Ainsi passe le jour. Derrière les carreaux, il fait plus sombre, et Varka presse de ses mains ses tempes engourdies et se prend à sourire sans savoir pourquoi. La pénombre du soir caresse ses yeux collés de sommeil, lui promettant pour bientôt ce sommeil profond.
Le soir, les patrons ont des invités.
- Varka, mets en route le samovar ! 
Le samovar des patrons est trop petit, il faut le faire repartir plusieurs fois pour étancher la soif des invités. Après quoi, Varia reste debout une heure de rang au même endroit, à regarder les invités en attendant les ordres.
- Varka, va vite acheter trois bouteilles de bière ! 
Elle se précipite, courant le plus vite possible, pour chasser le sommeil.

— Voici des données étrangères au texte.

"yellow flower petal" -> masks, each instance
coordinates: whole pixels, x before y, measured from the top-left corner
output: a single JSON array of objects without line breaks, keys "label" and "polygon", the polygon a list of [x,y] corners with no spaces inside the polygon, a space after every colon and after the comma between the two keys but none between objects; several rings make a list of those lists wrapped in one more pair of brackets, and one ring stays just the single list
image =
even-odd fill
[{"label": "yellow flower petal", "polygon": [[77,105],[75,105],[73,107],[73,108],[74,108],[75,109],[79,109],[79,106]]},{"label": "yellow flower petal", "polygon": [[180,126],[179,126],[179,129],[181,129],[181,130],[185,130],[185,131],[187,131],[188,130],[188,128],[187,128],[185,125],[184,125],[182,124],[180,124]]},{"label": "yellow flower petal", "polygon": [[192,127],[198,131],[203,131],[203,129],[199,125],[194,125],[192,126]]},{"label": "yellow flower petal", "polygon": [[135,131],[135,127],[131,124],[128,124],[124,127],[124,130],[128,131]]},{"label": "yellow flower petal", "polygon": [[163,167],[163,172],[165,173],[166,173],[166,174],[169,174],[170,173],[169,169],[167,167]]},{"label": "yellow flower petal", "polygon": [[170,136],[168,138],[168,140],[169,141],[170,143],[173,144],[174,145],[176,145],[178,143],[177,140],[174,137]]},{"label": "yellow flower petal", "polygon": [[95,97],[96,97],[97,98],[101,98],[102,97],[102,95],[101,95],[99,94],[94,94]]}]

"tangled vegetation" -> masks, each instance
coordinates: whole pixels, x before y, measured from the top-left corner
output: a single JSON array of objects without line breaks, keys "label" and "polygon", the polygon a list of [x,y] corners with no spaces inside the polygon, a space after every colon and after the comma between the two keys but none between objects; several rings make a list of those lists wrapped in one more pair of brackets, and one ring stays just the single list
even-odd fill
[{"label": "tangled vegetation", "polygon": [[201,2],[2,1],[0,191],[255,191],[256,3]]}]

- Varka, va vite chercher de la vodka ! Varka, où est le tire-bouchon ? Varka, prépare du hareng !
Les invités sont tout de même partis; on laisse les feux s’éteindre, les patrons vont se coucher.
Un dernier ordre :
- Varka, berce le petit !
Dans le poêle, on entend le grillon; la tache verte au plafond et les ombres des couches et des pantalons s’infiltrent à nouveau sous les paupières entr’ouvertes de Varka, lui adressent des clins d’oeil et c’est de nouveau le brouillard dans sa tête.
- Dodo, fais dodo, c’est la chanson du dodo...
Mais le bébé crie à s’époumoner. Varka se retrouve de nouveau sur la grande route boueuse, réapparaissent ces gens avec leurs besaces, et ses parents, Pélagie, Efim. C’est clair, elle les reconnaît tous, il n’y a qu’une chose que, dans son demi-sommeil, elle n’arrive pas à comprendre, quelle est cette force qui lui entrave bras et jambes, l’écrase et l’empêche de vivre ? Regardant tout autour d’elle, elle la cherche, cette force, pour s’en défaire, mais sans la trouver. Enfin, épuisée, elle concentre ce qui lui reste de force, de vue et d'ouïe pour regarder la tache verte qui vacille au plafond et prêter l’oreille au cri, et découvre l’ennemi, celui qui lui gâche la vie.
Le bébé, le voilà, l’ennemi.
Elle en rit. C’est étonnant. Comment n’a-t-elle pas compris plus tôt une chose aussi simple ? La tache verte, les ombres et le grillon se mettent aussi à rire et à s’étonner, lui semble-t-il.
Cette vision déformée s’empare de tout son être. Varka se lève de son tabouret et , un grand sourire aux lèvres, sans ciller le moins du monde, fait le tour de la chambre. C’est un chatouillement agréable, cette idée qu’elle va se défaire séance tenante du bébé, de celui à qui elle est enchaînée bras et jambes...Tuer le bébé, après quoi dormir, dormir, dormir...
Elle rit, fait des clins d’oeil à la tache verte qu’elle menace du doigt, s’approche du berceau et se penche sur le bébé. Une fois celui-ci étouffé, elle se couche vite par terre, en riant de plaisir à l’idée de pouvoir enfin dormir, et, une minute après, la voici qui dort d’un sommeil profond, comme morte...
 * Varka est la contraction populaire de l’un des diminutifs du prénom Varvara, c’est-à-dire, pour nous, Barbara..)
** Appellation affectueuse-respectueuse.